What the hash function does is that it maps a very large number of states onto a smaller number of states.
That is why string hashing is good for testing string equality. You can map the value to an index of an array, and look up some information about that value very quickly. You don't need to compare every character with every other character in every other string. And you can say just about the same thing about anything. It's all about reducing, or fingerprinting an arbitrary number of bytes in some manner which is useful.
This is where the discussion about the type of key you use in a hash table becomes invalid, because it's the mapping of that value into a smaller state space and how that's utilized internally which makes it useful. An integer is typically hardware friendly, but 32-bits isn't really a large space and collisions are likely within that space for arbitrary inputs.
In the end, when you do use a hash table, the cost of calculating the hash value is irrelevant compared to the time it would take to compare every value with every other value in every other possible position (assuming that your hash table contains hundreds of items).
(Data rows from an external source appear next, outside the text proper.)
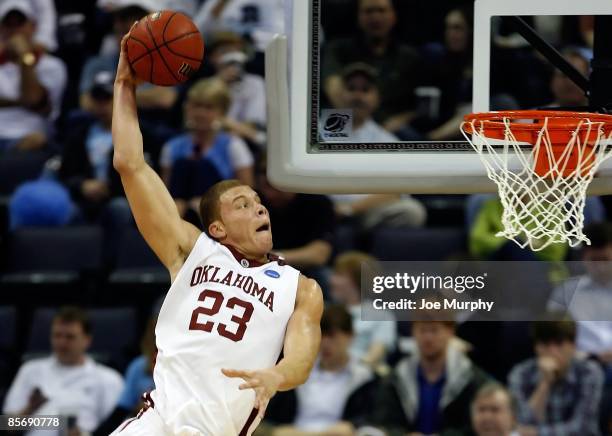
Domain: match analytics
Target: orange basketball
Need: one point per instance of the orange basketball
(165, 48)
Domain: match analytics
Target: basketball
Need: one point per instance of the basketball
(165, 48)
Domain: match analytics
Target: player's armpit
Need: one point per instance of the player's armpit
(153, 208)
(303, 336)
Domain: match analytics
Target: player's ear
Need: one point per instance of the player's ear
(216, 229)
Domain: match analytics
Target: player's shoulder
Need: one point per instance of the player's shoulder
(309, 289)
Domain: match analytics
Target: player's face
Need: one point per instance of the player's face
(245, 221)
(376, 18)
(432, 338)
(69, 342)
(492, 415)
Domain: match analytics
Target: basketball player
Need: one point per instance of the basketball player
(231, 308)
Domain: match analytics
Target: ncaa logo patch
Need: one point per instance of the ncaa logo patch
(336, 124)
(272, 273)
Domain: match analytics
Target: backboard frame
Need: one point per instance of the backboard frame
(295, 165)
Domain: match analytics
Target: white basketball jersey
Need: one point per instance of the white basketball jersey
(220, 312)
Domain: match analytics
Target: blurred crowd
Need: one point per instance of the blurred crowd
(404, 69)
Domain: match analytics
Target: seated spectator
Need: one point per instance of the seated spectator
(304, 226)
(194, 161)
(339, 392)
(259, 21)
(246, 116)
(493, 411)
(450, 69)
(360, 95)
(556, 392)
(138, 380)
(588, 297)
(375, 45)
(484, 243)
(372, 339)
(67, 383)
(86, 165)
(430, 391)
(31, 81)
(154, 102)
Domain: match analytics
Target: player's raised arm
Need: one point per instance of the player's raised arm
(155, 212)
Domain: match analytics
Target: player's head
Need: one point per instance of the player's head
(359, 91)
(208, 100)
(232, 213)
(376, 18)
(336, 335)
(493, 411)
(432, 336)
(555, 338)
(70, 335)
(458, 29)
(16, 17)
(125, 16)
(566, 92)
(346, 278)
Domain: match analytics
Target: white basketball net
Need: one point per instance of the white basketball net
(540, 210)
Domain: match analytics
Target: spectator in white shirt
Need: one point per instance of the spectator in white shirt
(588, 297)
(494, 411)
(67, 383)
(360, 97)
(246, 116)
(372, 339)
(31, 81)
(259, 20)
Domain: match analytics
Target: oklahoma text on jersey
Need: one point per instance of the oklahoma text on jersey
(213, 274)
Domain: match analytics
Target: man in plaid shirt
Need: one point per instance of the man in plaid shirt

As long as a suitable hash function is provided all types will do as keys. Remember after all a hash table is just a linear array. The hash function takes a key of a certain type and computes an index in the hash table array (called bucket) where the value gets stored (there are some issues with collisions though).
So the real tricky part is finding a hash function. Of course it should have certain properties, like being simple to compute, chaotic (nearly identical keys should be mapped to completly different hash table buckets), deterministic (same keys means same hash table bucket), uniformity (all possible keys are mapped evenly to the buckets), or surjectivity (all buckets of the hash table should be used).
It seems it is easier to define such a function for simple types like integers.
The best hash keys are those that
Have good (as in low collisions) hashes (see Object.GetHashCode for .NET, Object.hashcode for Java)
Have quick comparisons (for when there are hash collisions).
All that said, I think Strings are good hash keys in most cases, since there are many excellent hash implementations for Strings.
If you were to use a complex type as a key then:
It would be hard for the hash table implementation to group items into buckets for fast retrieval; how would it decide how to group a range of hashes into a bucket?
The hash table may need to have intimate knowledge of the type in order to pick a bucket.
There is the risk of the properties of the object changing, resulting in items ending up in the wrong buckets. The hashes must be immutable.
Integers commonly used because they are easy to split into ranges that correspond to the buckets, they are value types and therefore immutable, and they are fairly easy to generate.